Today’s poem is inspired by proximity, by which I mean I have two poetry books next to my computer right now. This is sort of exciting because it means that I’ve been reading poetry in hopes of writing poetry. And I’ve been writing poetry for the first time in a long while.
But who cares about all that? Here is a poem that is not inspired by Paul Verlaine, but that is relevant to my life (since I haven’t left my pregnant wife and gotten jailed for my gay love affair recently).
The Mirror of Matsuyama
“Daughter, this I give you before I die. When you are lonely, take out this mirror, I will be with you always” —from a Japanese folktale
Mother, what trick of light
brings you back—your face rising to the surface?
is it my need that imprisons you behind
the cold glass? When you lay still,
the flowered quilt no longer warm with your body,
I didn’t believe your promise.
and even the pauses between my breath
would remind me that you are not here.
But remembering your words, I held
your mirror before me.
you looked back, your fingers stretched
to meet mine. Between us, I could feel
only the glass. The brown centers of your eyes
returned my stare.
Mother, how do you see me?
Enclosed within your reflection, you can’t answer
what I ask—how your teacup knows
the shape of my hands, the smooth rim—
the bow of my lips. With every stroke
of my brush, why do I imagine the long length
of your hair?
Each time we meet, we press
closer together, as if you could make me whole.
(Sharon Hashimoto, The Crane Wife)
(Sorry about the double spacing, WordPress is not made for poets.)
Who do you see in the mirror?
I see my mother, too—in fact, I’ve sometimes walked past storefront windows and thought she was suddenly walking next to me, only to find that it’s my own reflection.
It’s disturbing on several levels.
But this poem is beautiful.
I see my father when I look into the mirror. Odd, but true.
On the last day,
Her September blue eyes, gone pale,
Were like shells of robins scattered on a lawn of gray hair and sundrenched skin.
Drained of color and of life, they followed me; perhaps I blocked her way to the other side.
Say hello to dad, I said, I have missed him too.

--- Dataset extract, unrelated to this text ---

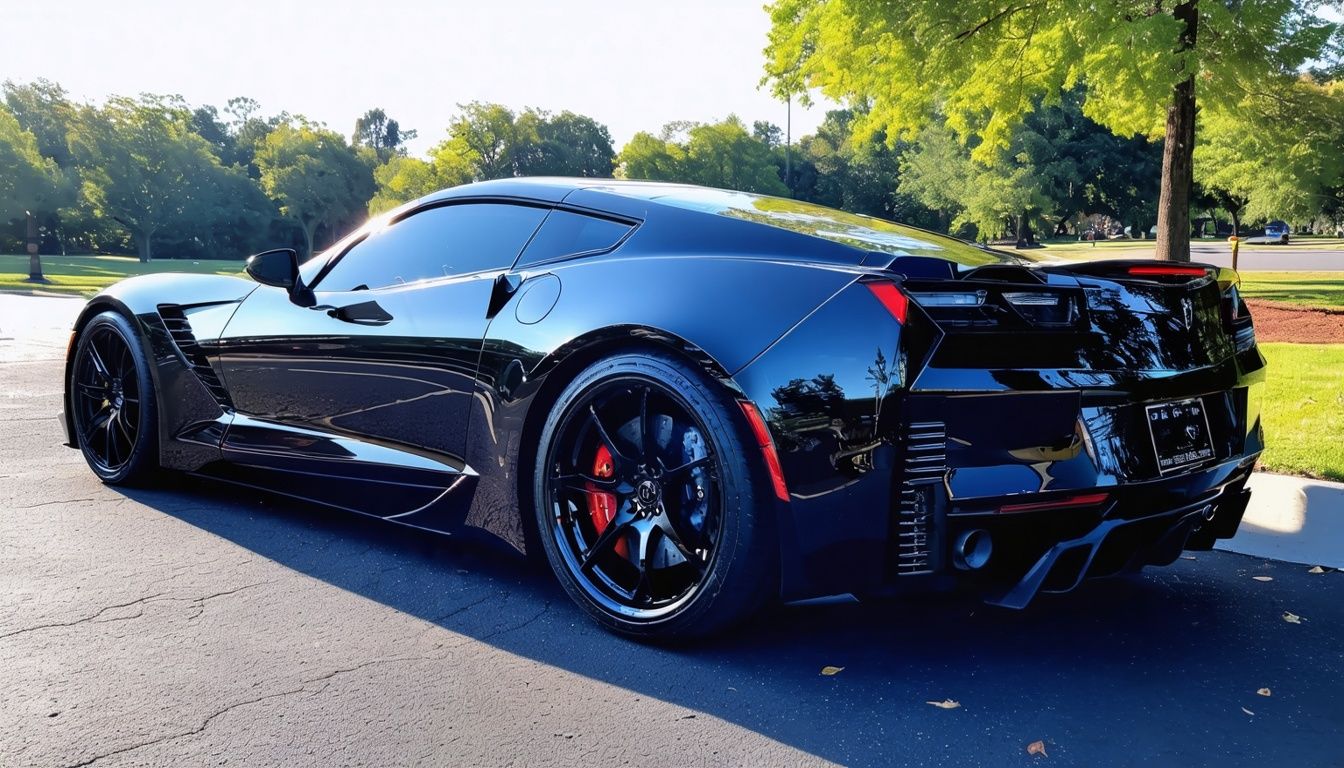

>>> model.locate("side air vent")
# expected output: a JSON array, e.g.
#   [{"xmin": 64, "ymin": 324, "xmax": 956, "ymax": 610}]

A lapsed Catholic girl, she died on Easter Sunday.
Okay so I’m not a poet; the above 62 words, reduced from a 1200 word project for a memoir class, shows what a lousy poet I am. Hey, I tried.
What do I see in a mirror?
Every morning when I gaze into the glass above my bathroom sink I make sure the eyes of my mother are still blue, because on her last day, hers were not.

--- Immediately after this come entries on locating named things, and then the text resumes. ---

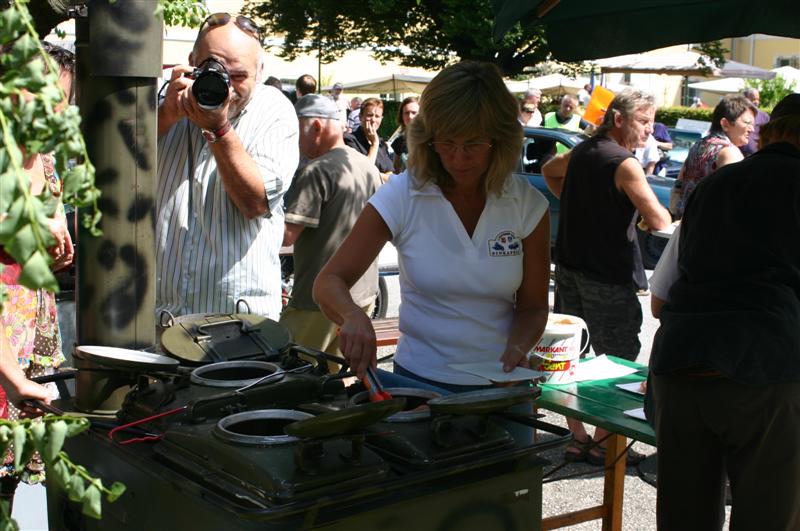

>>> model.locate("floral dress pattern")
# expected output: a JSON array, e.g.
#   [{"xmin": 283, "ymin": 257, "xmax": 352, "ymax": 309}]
[
  {"xmin": 0, "ymin": 156, "xmax": 65, "ymax": 483},
  {"xmin": 678, "ymin": 133, "xmax": 733, "ymax": 216}
]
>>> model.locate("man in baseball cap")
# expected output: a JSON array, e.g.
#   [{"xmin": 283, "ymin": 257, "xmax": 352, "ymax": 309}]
[
  {"xmin": 280, "ymin": 94, "xmax": 381, "ymax": 371},
  {"xmin": 331, "ymin": 82, "xmax": 349, "ymax": 128}
]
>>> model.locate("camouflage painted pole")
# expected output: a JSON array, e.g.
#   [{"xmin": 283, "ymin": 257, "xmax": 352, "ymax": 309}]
[{"xmin": 75, "ymin": 0, "xmax": 162, "ymax": 348}]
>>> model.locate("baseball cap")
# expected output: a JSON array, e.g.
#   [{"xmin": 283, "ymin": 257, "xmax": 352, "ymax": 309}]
[
  {"xmin": 771, "ymin": 94, "xmax": 800, "ymax": 120},
  {"xmin": 294, "ymin": 94, "xmax": 339, "ymax": 120}
]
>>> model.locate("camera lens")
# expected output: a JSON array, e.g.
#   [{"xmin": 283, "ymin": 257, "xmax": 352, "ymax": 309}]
[
  {"xmin": 192, "ymin": 72, "xmax": 228, "ymax": 109},
  {"xmin": 191, "ymin": 57, "xmax": 231, "ymax": 109}
]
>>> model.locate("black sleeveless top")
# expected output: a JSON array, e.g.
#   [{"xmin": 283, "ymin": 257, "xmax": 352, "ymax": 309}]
[
  {"xmin": 555, "ymin": 136, "xmax": 636, "ymax": 284},
  {"xmin": 650, "ymin": 143, "xmax": 800, "ymax": 385}
]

That last sentence should be made into a poem.
My mother was here for a week and just left last night. She commented several times (she makes every comment several times, the old sweetie) that there were no mirrors in the house except the ones in the bathroom. I told her I don’t like mirrors and left it at that. The further truth is that I don’t like to see myself from the outside. I don’t know why.
I see the worn-down version of someone I once knew.
I also see my third sister when I’m stressed out/tired. I think it’s the way I tighten my mouth. The Clause genes are strong. (Please, no Santa Clause jokes, we’re Jewish.)
in case any of your readers are wondering, Dr Cougar is the second… Once mistaken for your twin. Granted, it was dark, and the guy who said it was drunk. But, still.